Le souffle qui surgit du mufle quand le taureau gratte le sol et s’agenouille devant son danseur de mort…
Le héros qui s’avance coiffé de son bicorne, cambré comme une ballerine, dans les broderies et la soie fuchsia…
La poussière qui tournoie dans le soleil, le silence de la peur quand charge la bête, les Olé de la foule…
C’est beau, la corrida, c’est coloré, c’est puissant, c’est sanglant, c’est viril, c’est culturel, c’est outrageusement sensuel… et c’est devenu insupportable !
Le scandale est récurrent qui revient chaque été, quand les arènes s’ouvrent au rituel séculaire. « Barbarie d’un autre âge », disent les détracteurs. « Patrimoine culturel », « héroïsme de l’homme et de la bête » répondent les afficionados. Irréconciliables.
Ce jeudi 15 août se déroulait, dans les arènes de Bayonne, une « corrida goyesque ». Hors le fait que l’adjectif renvoie à l’évidence au peintre Goya, j’ignorais cette spécialité.

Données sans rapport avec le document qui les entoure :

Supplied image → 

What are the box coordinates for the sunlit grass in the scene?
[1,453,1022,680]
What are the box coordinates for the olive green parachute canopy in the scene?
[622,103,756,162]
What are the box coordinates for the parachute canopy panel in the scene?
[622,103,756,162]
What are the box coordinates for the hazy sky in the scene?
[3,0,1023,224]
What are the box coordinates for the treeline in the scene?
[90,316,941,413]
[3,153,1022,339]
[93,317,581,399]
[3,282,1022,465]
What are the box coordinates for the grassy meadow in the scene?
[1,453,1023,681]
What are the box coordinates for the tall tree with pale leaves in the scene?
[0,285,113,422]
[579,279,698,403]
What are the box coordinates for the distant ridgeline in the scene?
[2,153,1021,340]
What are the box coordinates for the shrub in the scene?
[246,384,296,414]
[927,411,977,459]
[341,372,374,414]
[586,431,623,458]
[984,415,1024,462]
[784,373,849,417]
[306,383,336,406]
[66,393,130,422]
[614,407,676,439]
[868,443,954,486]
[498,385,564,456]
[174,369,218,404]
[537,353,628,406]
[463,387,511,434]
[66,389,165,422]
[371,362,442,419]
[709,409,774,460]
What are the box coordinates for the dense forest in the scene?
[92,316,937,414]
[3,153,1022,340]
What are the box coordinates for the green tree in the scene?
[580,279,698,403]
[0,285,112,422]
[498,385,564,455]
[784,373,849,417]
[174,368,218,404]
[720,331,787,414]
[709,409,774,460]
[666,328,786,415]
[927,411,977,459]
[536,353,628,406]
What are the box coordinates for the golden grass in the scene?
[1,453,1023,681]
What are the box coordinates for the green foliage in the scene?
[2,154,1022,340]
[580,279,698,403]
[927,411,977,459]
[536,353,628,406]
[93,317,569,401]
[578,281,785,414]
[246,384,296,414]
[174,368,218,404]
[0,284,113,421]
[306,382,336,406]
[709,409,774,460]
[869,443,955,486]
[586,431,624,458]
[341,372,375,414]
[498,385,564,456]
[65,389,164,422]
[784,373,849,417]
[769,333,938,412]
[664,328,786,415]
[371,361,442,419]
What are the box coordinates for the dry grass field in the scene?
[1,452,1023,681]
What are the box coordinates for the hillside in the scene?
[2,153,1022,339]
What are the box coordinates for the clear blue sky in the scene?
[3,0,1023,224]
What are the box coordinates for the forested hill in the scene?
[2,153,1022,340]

Wikipédia nous renseigne ainsi : « Une corrida goyesque (de l’espagnol corrida goyesca) est une corrida particulière dans son apparence mais identique dans son déroulement à une corrida “normale”. […] Au cours des corridas goyesques, les toreros utilisent des costumes similaires à ceux en vigueur à l’époque de Goya : les paillettes sont quasiment absentes, les seules décorations étant des broderies ; la taleguilla est ample, et non moulante comme son homologue moderne ; au lieu d’une montera, le torero coiffe un bicorne ; les cheveux (longs) sont retenus par une résille ; le capote de paseo n’existe pas, les toreros défilant en portant le capote de brega sur l’épaule. »
En ce jour de l’Assomption, c’est le torero Daniel Luque qui officiait, faisant face à six taureaux. Tous occis. Et « au terme d’une faena exceptionnelle face à un magnifique toro de Pedraza de Yeltes », nous dit-on, l’homme de l’art, complet quant à lui dans tous ses attributs, est reparti avec quatre oreilles et une queue.
On en resterait là du scandale saisonnier opposant depuis longtemps maintenant pro- et anticorrida si la chose, cette année, ne s’était agrémentée d’un scandale politique.
Assistaient en effet au spectacle deux ministres, et non des moindres, en poste dans l’actuel gouvernement : au premier rang, le nez dans le sable et dans l’odeur du sang, Mme Jacqueline Gourault, ministre de la Ville, et M. Didier Guillaume, ministre de l’Agriculture en charge, à ce titre, du bien-être animal.
Ces deux-là sont peut-être amoureux de la corrida ailleurs que dans l’arène politique ; ils peuvent alors y aller incognito, la tête coiffée d’un sombrero, le visage mangé par de grands verres fumés… Mais quand on s’affiche ainsi, à deux, au premier rang, c’est à l’évidence pour un autre dessein.
Pour l’histoire, Bayonne, ville historique, est dirigée par un maire UDI ; et nombreux sont ceux qui voudraient une fusion des listes UDI et LREM pour les municipales qui s’approchent à grands pas… On ratisse jusque dans l’arène.
Sauf que la manœuvre peut se révéler parfaitement contre-productive.
Les amis des bêtes sont nombreux et la corrida leur sort par les trous de nez.
Ainsi la fondation Brigitte-Bardot a-t-elle aussitôt réagi auprès du HuffPost : « Il y a tout juste onze ans nous étions avec Michel Rocard et son épouse, administratrice de la FBB, devant ces arènes de Bayonne pour dénoncer la barbarie de la corrida. C’est absolument scandaleux de voir, en 2019, un ministre de l’Agriculture en charge de la protection animale venir se divertir devant le spectacle d’un animal torturé à mort, comment pourrait-il désormais avoir la moindre crédibilité ? »
D’autant, rappelle la fondation, que le même assurait il y a peu vouloir prendre « des mesures jamais vues en France pour la protection animale ».
« C’est du jamais vu et on touche le fond, là… » conclut la FBB.
« Didier Guillaume est le ministre français de l’Agriculture, pas l’élu du coin qui s’accommode des jeux barbares. »
Allez savoir… peut-être que si, au fond.